È possibile che ci sia un’altra estensione; è possibile che il Regno Unito si imbarchi in un’altra campagna elettorale estenuante dall’esito comunque imponderabile nonostante l’ennesima elezione dipinta come un rigore a porta vuota. È possibile che l’Unione Europea si irrigidisca e chieda che venga rispettato il termine del 29 marzo. Noi vorremmo ritornare alle parole di Barnier, in particolare al rischio di un’uscita senza accordo per un “incidente”. Lentamente si rischia di infilarsi nel vicolo cieco del 29 marzo con, magari, entrambe le parti convinte che alla fine qualcuno ceda.

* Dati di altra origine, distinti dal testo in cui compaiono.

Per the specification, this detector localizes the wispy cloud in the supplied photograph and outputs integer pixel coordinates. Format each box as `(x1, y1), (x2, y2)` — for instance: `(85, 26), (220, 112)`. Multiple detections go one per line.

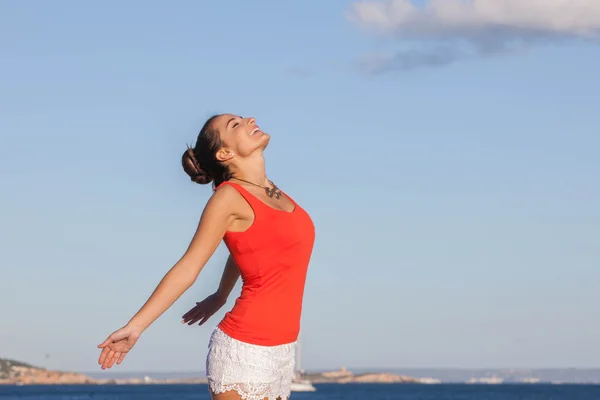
(359, 46), (466, 74)
(348, 0), (600, 72)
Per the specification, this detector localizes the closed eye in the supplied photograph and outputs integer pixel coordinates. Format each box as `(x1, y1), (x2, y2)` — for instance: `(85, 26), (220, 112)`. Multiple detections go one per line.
(227, 116), (243, 130)
(233, 116), (244, 128)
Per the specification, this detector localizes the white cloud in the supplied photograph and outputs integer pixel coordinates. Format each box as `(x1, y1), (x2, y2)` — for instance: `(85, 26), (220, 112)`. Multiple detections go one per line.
(349, 0), (600, 37)
(347, 0), (600, 72)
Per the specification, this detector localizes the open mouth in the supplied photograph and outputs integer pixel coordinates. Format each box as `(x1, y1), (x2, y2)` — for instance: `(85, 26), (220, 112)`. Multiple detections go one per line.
(249, 127), (262, 136)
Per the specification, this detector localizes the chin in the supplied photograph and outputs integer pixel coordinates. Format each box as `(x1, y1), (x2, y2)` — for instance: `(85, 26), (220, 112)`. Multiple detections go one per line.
(244, 133), (270, 155)
(258, 133), (271, 149)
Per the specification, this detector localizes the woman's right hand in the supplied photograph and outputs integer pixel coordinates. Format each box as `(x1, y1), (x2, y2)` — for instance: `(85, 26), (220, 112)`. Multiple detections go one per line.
(181, 292), (227, 326)
(97, 325), (142, 370)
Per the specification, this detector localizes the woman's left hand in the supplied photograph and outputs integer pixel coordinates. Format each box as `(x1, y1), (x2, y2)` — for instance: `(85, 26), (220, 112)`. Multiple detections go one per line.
(181, 292), (226, 326)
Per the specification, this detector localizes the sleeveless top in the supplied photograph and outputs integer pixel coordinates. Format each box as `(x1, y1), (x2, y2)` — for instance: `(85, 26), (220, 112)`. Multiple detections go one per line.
(215, 181), (315, 346)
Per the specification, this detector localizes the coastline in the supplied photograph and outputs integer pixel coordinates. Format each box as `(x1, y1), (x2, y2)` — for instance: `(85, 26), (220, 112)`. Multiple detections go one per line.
(0, 361), (425, 385)
(4, 359), (600, 386)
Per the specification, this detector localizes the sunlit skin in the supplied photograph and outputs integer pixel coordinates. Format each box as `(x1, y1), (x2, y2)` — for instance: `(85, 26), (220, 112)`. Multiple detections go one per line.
(97, 115), (293, 399)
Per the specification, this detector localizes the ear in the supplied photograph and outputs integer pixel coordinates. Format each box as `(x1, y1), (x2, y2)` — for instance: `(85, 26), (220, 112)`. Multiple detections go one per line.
(215, 148), (235, 162)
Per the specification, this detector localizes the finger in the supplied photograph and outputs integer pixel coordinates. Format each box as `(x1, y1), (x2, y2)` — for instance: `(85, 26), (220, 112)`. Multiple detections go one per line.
(102, 349), (115, 370)
(183, 308), (203, 324)
(187, 312), (205, 326)
(198, 314), (211, 326)
(181, 313), (196, 323)
(185, 311), (204, 324)
(107, 352), (120, 369)
(97, 336), (113, 348)
(183, 305), (204, 320)
(116, 353), (127, 365)
(197, 311), (214, 326)
(182, 306), (200, 319)
(102, 349), (116, 370)
(98, 346), (111, 365)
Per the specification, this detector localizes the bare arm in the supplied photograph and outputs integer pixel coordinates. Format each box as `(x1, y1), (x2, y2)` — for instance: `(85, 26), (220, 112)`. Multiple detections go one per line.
(97, 185), (241, 370)
(126, 186), (238, 332)
(214, 254), (241, 302)
(180, 254), (241, 326)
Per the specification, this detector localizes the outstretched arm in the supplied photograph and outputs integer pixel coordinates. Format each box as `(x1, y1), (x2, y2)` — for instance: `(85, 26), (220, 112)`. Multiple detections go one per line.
(97, 185), (239, 369)
(125, 187), (237, 332)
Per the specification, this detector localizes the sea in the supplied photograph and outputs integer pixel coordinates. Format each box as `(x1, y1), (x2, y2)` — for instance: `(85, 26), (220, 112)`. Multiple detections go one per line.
(1, 384), (600, 400)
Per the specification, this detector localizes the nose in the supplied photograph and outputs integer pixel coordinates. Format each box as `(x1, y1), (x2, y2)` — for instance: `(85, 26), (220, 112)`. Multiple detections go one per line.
(247, 117), (256, 126)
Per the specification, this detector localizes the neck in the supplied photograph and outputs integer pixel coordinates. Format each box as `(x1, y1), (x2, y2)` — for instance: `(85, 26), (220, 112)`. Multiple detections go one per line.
(231, 153), (270, 186)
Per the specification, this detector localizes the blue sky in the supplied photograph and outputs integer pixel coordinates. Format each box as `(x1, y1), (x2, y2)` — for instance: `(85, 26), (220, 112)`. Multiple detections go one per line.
(1, 0), (599, 373)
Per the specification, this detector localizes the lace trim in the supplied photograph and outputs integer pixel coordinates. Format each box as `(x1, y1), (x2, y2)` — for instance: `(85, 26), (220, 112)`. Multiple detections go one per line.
(210, 382), (289, 400)
(206, 328), (295, 400)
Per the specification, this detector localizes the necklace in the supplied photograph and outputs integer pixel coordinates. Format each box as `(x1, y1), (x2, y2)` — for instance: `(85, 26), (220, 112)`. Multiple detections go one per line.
(231, 177), (282, 199)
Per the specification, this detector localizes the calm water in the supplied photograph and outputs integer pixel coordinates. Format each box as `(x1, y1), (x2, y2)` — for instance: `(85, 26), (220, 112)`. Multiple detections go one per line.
(1, 384), (600, 400)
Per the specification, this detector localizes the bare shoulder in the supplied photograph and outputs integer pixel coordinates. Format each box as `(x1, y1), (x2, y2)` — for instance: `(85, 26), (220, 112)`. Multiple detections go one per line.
(202, 184), (237, 215)
(190, 185), (242, 240)
(183, 185), (244, 263)
(210, 183), (246, 207)
(204, 183), (247, 218)
(211, 183), (240, 202)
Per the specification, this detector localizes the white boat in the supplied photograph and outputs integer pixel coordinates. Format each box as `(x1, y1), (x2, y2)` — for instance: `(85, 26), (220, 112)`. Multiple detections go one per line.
(290, 377), (316, 392)
(291, 339), (316, 392)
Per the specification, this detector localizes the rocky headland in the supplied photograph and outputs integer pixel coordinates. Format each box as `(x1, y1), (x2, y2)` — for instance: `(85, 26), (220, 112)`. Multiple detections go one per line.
(0, 358), (95, 385)
(304, 367), (424, 384)
(1, 358), (426, 385)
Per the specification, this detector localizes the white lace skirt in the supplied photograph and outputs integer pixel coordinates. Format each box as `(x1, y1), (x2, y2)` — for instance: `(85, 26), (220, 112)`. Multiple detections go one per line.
(206, 327), (297, 400)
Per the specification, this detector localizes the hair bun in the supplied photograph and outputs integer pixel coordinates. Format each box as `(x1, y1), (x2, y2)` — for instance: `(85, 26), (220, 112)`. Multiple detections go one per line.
(182, 147), (213, 185)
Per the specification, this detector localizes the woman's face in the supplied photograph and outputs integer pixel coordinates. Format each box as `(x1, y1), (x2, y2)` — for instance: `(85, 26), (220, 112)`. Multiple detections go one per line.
(213, 114), (270, 159)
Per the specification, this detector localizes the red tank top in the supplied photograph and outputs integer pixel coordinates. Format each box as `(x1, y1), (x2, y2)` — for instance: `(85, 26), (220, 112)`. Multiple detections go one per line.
(216, 181), (315, 346)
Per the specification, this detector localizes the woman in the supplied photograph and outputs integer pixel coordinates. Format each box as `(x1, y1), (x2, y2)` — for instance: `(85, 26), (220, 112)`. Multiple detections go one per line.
(97, 114), (315, 400)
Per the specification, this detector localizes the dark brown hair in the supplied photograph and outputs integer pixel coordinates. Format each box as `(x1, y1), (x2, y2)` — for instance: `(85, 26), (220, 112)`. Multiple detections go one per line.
(182, 115), (232, 187)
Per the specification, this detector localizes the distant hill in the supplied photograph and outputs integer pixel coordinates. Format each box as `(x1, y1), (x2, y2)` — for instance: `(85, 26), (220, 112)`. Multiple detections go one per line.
(0, 359), (36, 379)
(317, 368), (600, 384)
(0, 358), (94, 385)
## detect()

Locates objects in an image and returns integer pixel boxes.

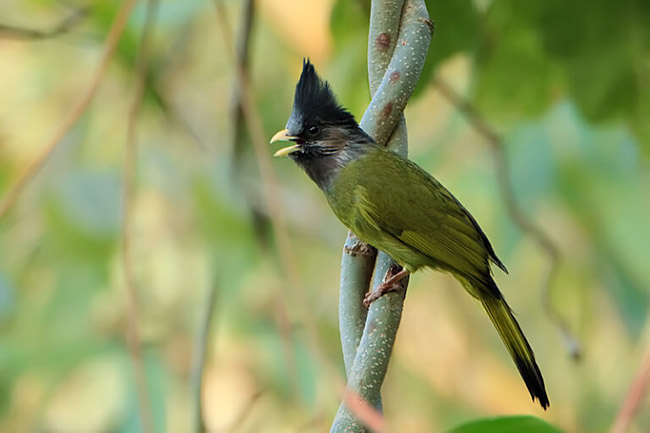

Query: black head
[287,59,357,135]
[271,59,374,190]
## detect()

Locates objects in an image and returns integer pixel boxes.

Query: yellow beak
[270,129,301,157]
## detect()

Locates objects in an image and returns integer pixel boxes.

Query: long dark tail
[479,286,550,410]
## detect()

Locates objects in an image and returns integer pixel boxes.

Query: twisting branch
[121,1,159,433]
[610,342,650,433]
[338,0,406,377]
[0,0,138,220]
[332,0,432,431]
[0,5,88,40]
[432,76,581,359]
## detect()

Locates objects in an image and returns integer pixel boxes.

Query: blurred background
[1,0,649,432]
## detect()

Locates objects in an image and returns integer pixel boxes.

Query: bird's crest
[291,59,356,127]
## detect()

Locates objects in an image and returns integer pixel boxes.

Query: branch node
[344,241,377,257]
[376,32,391,49]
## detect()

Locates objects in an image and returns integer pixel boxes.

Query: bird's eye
[307,126,319,135]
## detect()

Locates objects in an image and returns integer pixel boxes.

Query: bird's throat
[292,143,369,192]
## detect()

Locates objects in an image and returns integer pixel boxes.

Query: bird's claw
[363,281,402,308]
[363,263,408,308]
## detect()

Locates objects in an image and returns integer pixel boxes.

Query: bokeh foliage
[0,0,649,432]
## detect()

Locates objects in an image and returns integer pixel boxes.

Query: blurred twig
[0,5,88,40]
[212,0,304,399]
[229,0,254,163]
[227,0,271,249]
[211,4,298,283]
[610,343,650,433]
[432,75,581,359]
[341,388,390,433]
[191,284,219,433]
[150,21,209,152]
[121,1,159,433]
[0,0,138,220]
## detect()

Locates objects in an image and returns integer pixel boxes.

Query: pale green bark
[332,0,433,431]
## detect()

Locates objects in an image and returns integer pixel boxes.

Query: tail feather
[479,287,550,410]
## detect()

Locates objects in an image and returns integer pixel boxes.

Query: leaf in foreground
[448,415,564,433]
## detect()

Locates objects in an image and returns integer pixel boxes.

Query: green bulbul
[271,60,549,409]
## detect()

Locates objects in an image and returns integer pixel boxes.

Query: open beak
[270,129,300,157]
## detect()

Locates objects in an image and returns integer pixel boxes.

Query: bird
[270,59,549,410]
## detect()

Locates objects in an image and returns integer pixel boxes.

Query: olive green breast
[324,149,434,272]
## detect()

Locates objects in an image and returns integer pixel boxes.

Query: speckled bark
[360,0,432,148]
[339,232,377,373]
[332,0,432,432]
[338,0,406,379]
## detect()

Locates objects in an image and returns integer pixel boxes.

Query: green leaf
[474,0,650,150]
[448,416,564,433]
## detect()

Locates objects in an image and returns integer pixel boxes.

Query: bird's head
[270,59,374,189]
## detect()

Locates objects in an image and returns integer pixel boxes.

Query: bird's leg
[363,264,410,307]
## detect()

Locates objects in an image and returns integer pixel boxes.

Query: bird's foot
[363,264,409,308]
[363,281,401,307]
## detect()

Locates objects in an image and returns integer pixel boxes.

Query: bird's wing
[354,151,503,281]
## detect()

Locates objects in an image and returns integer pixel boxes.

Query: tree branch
[227,0,271,250]
[0,6,88,40]
[0,0,138,220]
[332,0,432,431]
[339,233,377,373]
[121,1,159,432]
[338,0,406,378]
[213,0,307,401]
[190,284,218,433]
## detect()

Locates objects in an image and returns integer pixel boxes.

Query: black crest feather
[290,59,356,128]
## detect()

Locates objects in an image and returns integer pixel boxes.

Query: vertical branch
[432,76,581,358]
[332,0,432,431]
[229,0,255,163]
[213,0,305,401]
[121,1,159,432]
[339,233,377,373]
[190,284,219,433]
[211,4,303,295]
[331,266,408,433]
[0,0,138,220]
[227,0,271,249]
[338,0,406,377]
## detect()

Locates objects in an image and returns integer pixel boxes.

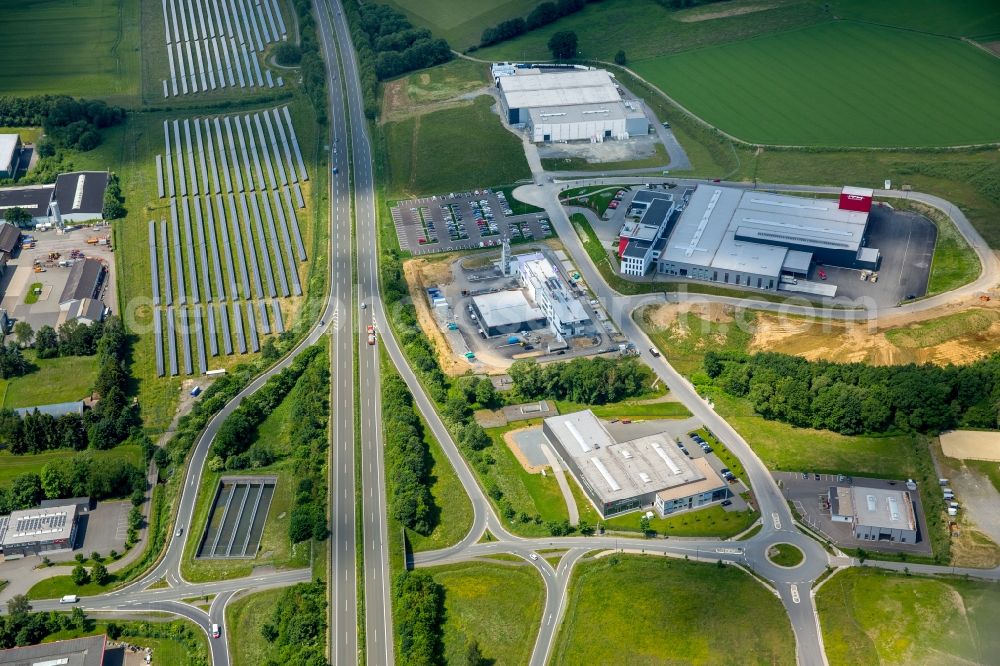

Nessuno vuole un’uscita disordinata, ma intanto i margini si assottigliano, le opzioni si esauriscono e il rischio è che tutto, all’ultimo secondo, si riduca in una scelta tra un accordo ritenuto cattivo e un non accordo con, sullo sfondo, un voto “certificato” per l’uscita. Nel frattempo nelle ultime settimane si allunga la lista dei provvedimenti, dalle banche ai dazi, per evitare gli effetti più nefasti di un’uscita senza accordo; forse è tutta materia “negoziale”, ma intanto qualcuno mette qualche pezza dove può.
Scegliamo di prendere al loro valore “facciale” le parole di Barnier in particolare alla voce “incidente”. Nel caos attuale dopo tre anni dal referendum è uno scenario con forse cui non si può più non fare i conti.